Solar power facilities with capacity 10 MW and greater must enter into agreements that provide for the removal of all components of the facility located on a landowner's premises up to a depth of 36 inches. The land must be restored to its condition prior to the beginning of construction as near as reasonably possible. Local governments may regulate solar facilities according to their zoning authority, but may not impose more stringent requirements than the state's.

Texas

Statewide

TX Utilities Code Title 6, Chapter 302

Each private (i.e. non-utility-owned) solar installation approved after September 1, 2021 must include a agreement between the landowner and a land lease grantee for the grantee to remove all panels, mounting and racking equipment, wiring, overhead wiring, transformers, substations, and footings from the site. All removals must go to a depth of three feet below surface grade at the project site. Decommissioning agreements must provide, at the request of the landowner, for the removal of any road constructed for the solar project and for the removal of any rock over twelve inches in diameter excavated during the decommissioning and removal process. Property must be returned to a tillable state and/or returned to as near a condition as possible to its state prior to construction of the solar facility including re-seeding native grasses.

Vermont

Statewide

30 V.S.A. § 248

In Vermont, as a condition of approval for a Certificate of Public Good the owner of a facility with a capacity of greater than 500 kW must submit a decommissioning plan and financial assurance to the Vermont Public Utility Commission (PUC) prior to construction.
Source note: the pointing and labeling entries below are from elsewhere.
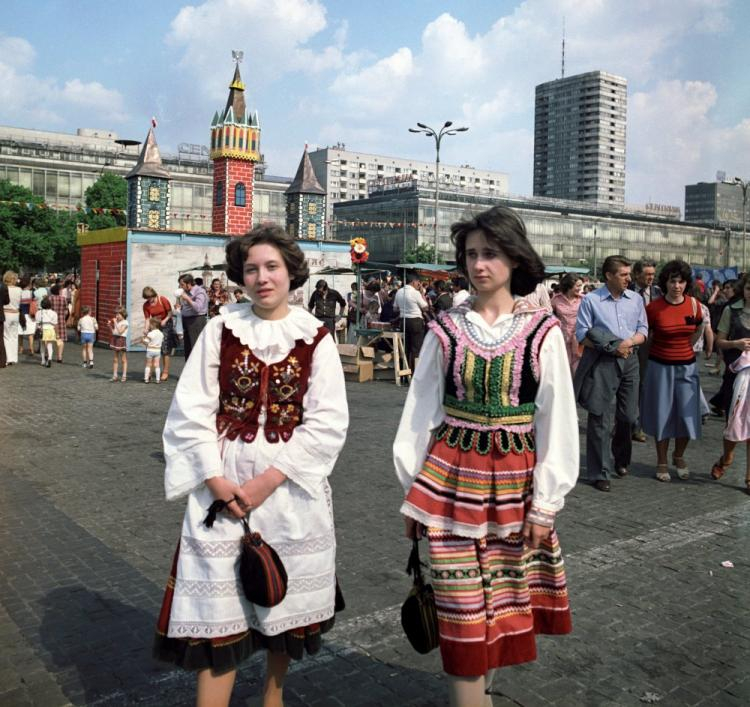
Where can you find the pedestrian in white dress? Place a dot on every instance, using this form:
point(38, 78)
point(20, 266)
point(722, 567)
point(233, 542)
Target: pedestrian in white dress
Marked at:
point(258, 419)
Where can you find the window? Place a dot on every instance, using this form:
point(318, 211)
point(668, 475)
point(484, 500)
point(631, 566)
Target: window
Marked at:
point(239, 194)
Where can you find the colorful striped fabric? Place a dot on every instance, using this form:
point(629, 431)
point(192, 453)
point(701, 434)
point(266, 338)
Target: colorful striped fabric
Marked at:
point(492, 596)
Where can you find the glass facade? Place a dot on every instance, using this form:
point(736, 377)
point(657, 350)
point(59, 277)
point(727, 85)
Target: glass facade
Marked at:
point(394, 223)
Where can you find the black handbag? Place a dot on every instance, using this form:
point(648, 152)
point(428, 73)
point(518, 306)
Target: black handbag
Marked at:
point(262, 573)
point(418, 612)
Facility owners must adjust the financial assurance instrument every 3 years to account for inflation and then file a report with the PUC and the Vermont Department of Public Service describing any adjustments.

VT PUC Rule 5.904

Virginia

Statewide

Code of VA, Title 15.2, Chapter 22, Article 6, Section 2241.2.
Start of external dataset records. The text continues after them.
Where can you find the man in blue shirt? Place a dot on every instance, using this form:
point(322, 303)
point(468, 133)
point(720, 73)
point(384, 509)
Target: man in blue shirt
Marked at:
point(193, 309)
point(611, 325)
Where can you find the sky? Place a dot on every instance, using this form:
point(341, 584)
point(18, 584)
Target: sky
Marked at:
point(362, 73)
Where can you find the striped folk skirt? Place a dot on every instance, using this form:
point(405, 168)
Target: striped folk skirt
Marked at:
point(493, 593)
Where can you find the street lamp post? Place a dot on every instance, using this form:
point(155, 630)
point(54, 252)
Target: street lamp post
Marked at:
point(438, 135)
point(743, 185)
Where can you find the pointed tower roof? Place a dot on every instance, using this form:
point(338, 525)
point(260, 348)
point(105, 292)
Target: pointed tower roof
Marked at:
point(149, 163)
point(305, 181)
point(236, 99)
Localities shall require a written agreement to decommission a solar energy facility as part of local approval processes or as a condition of approval of a site plan. Decommissioning applies to solar energy equipment, facilities and devices and requires reasonable restoration of property including soil stabilization and re-vegetation of the ground cover disturbed by the project.

Washington

Statewide Optional

WA Admin. Code 463-72

Solar energy projects may opt in to receive certification from the Energy Facility Site Evaluation Council. This certification is in lieu of any other state or local permits. This certification includes requirements for site restoration and financial assurance of such restoration.

West Virginia

Statewide

WV Code Sec. 60-11

Owners of solar or wind generation facilities must prepare a decommissioning plan unless exempt. Landowners and project owners may reach alternative agreements to the requirements below. Exempt facilities have nameplate capacity under 1 MW, or are operated by a public utility capable of demonstrating acceptable financial integrity and long-term viability to the Commission. Decommissioning plans shall include a commitment to remove all above-ground solar panels and towers and diagrams of all structural and electrical components and all disturbances associated with the facility. Plans must include descriptions of the manner of decommissioning and must include removal of all overhead electrical equipment, transformers, and structures associated with operations of the facility except those associated with interconnecting to the electric grid. All underground components must be removed to a depth of 24 inches, and foundations must be removed to a depth of 36 inches. Sites must be reclaimed to the approximate original surface topography and reseeding or revegetation is required to prevent adverse hydrological effects.

Wyoming

Statewide/Local Hybrid

Wyo. Stat. Ann. §§ 18-5-503

In Wyoming, as a condition of approval for an Operating Permit, the owner of a solar energy facility with a capacity of greater than 500 kW must submit a decommissioning plan to the county board of commissioners with jurisdiction prior to construction of the facility. The solar facility owner must submit updated decommissioning plans every 5 years until site reclamation and decommissioning is complete. Wyoming does not require proof of financial assurance for energy facility decommissioning.